The best AI-assisted work we’re seeing today comes from people who already know how to design. People who can sketch, model, and communicate their ideas. AI helps them work faster, but it’s building on what they already understand.

That’s the balance. AI is amazing for pattern recognition, for synthesizing research, for speeding up heavy workflows. You’d be foolish to ignore it. But when it comes to concept development and form, we have to make sure junior designers are still learning how to think critically and communicate their ideas clearly, without skipping steps.

Zooming out a bit, I do think it’s a good thing that more seasoned designers are exploring these tools.

It’s generally been good for the industry when new tools and processes come along. Sure, there’s always a learning curve, always pushback about how it’s going to affect how we work and fears about people getting lazy.

But that’s been true every single time a new tool shows up.

The Adobe Suite replaced typesetting. Rendering replaced hand-drawing everything. 3D printing changed how we prototype. None of these erased the craft. They just accelerated parts of the process. AI is no different. It’s just another layer of acceleration.

Take Vizcom, for example. Tools like that aren’t replacing anything in our toolbox. I’m still going to build out final CAD and still put together a full render package when I need precise control and have to communicate exact design intent. But what Vizcom is doing is bridging this awkward gap between early sketching and full-on CAD renders, the in-between concept level work that used to take hours or even days to get polished enough to share, but not so polished that it stops feeling like a concept. That’s a huge value-add.

Now, onto the concerns that come with this. The conversation around AI and authorship is important. I don’t think designers need to show every step of how they’re using AI, but the work they put out should feel original. That’s always been the case, even before AI.

As soon as you publish a design, you’re putting it out into the public conversation. People will see it, be inspired by it, and remix it in their heads. Whether we like it or not, we’re all intelligence models, taking in information and forming new ideas from it. That’s not a new phenomenon.

The real issue is when someone takes your idea and copies it too closely. That’s always been the line. If you make something that feels like a one-to-one ripoff of my work, I’m going to be annoyed. But if you build on it, evolve it, make it your own, that’s what keeps the industry moving forward. That’s what makes design interesting.

With AI, this dynamic hasn’t changed. The tools might be new, but the responsibility is still on the designer to make sure their output is unique. Tools don’t plagiarize. People do.

You can give AI tools to anyone, but without the discipline of industrial design - understanding how to optimize mass manufacturing processes and how to create emotional connections through physical products, the results will always fall flat.

Industrial design isn’t going anywhere.

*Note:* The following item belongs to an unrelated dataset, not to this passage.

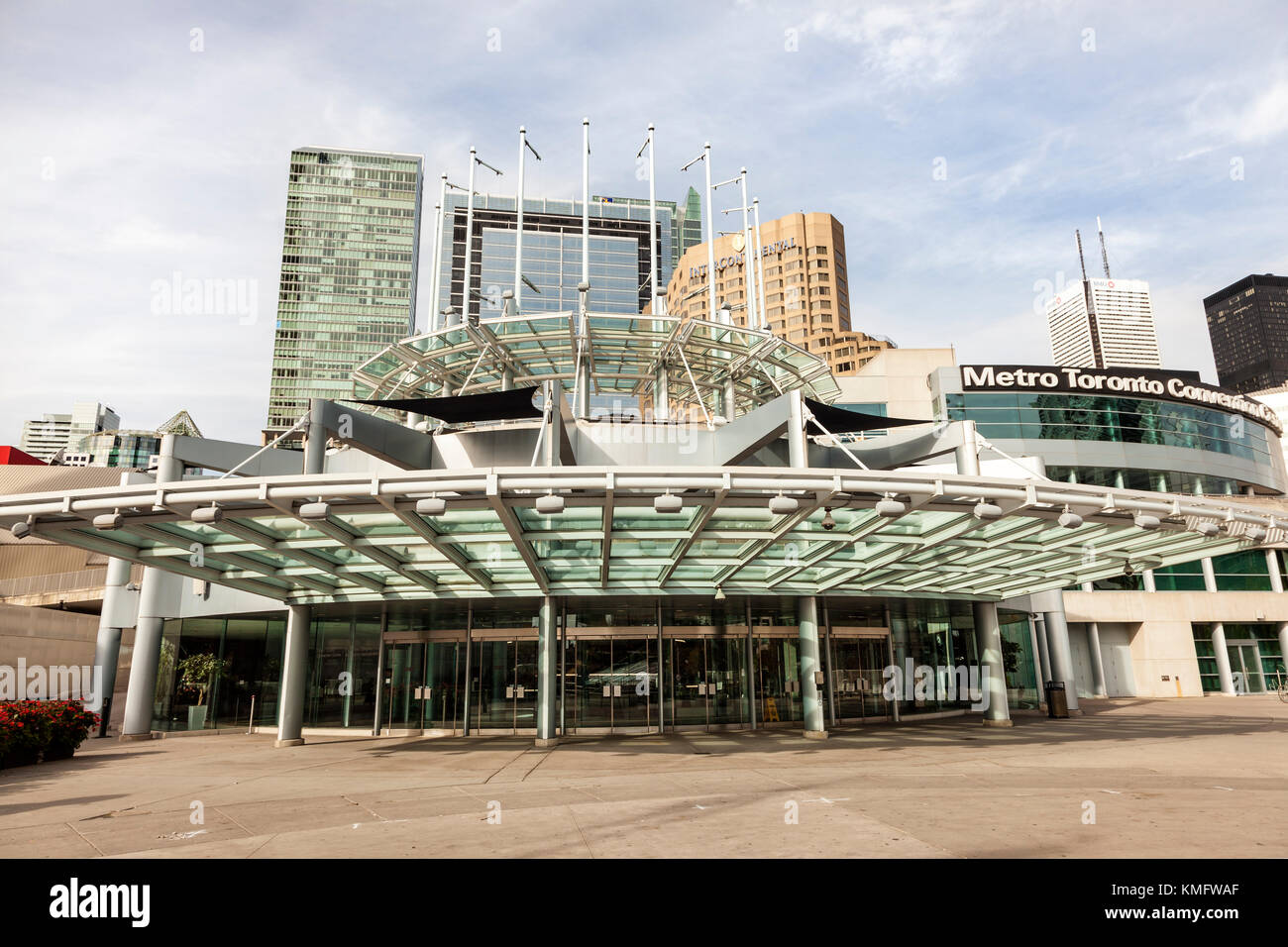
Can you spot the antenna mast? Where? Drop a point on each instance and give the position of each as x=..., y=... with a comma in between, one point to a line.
x=1104, y=254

Craft might evolve, some hands-on skills might fade, but as long as we live in a world where things are made and sold, the theory and discipline behind industrial design will stay relevant. The designers with strong opinions, trained judgment, and a sharp eye for quality will continue to stand out. AI doesn’t change that.

At the end of the day, the cream rises to the top.

Good design was never about the tool. It’s about thoughtful implementation, an understanding of process, and how to marry that with culture. And at least for now, I don’t think that’s going anywhere.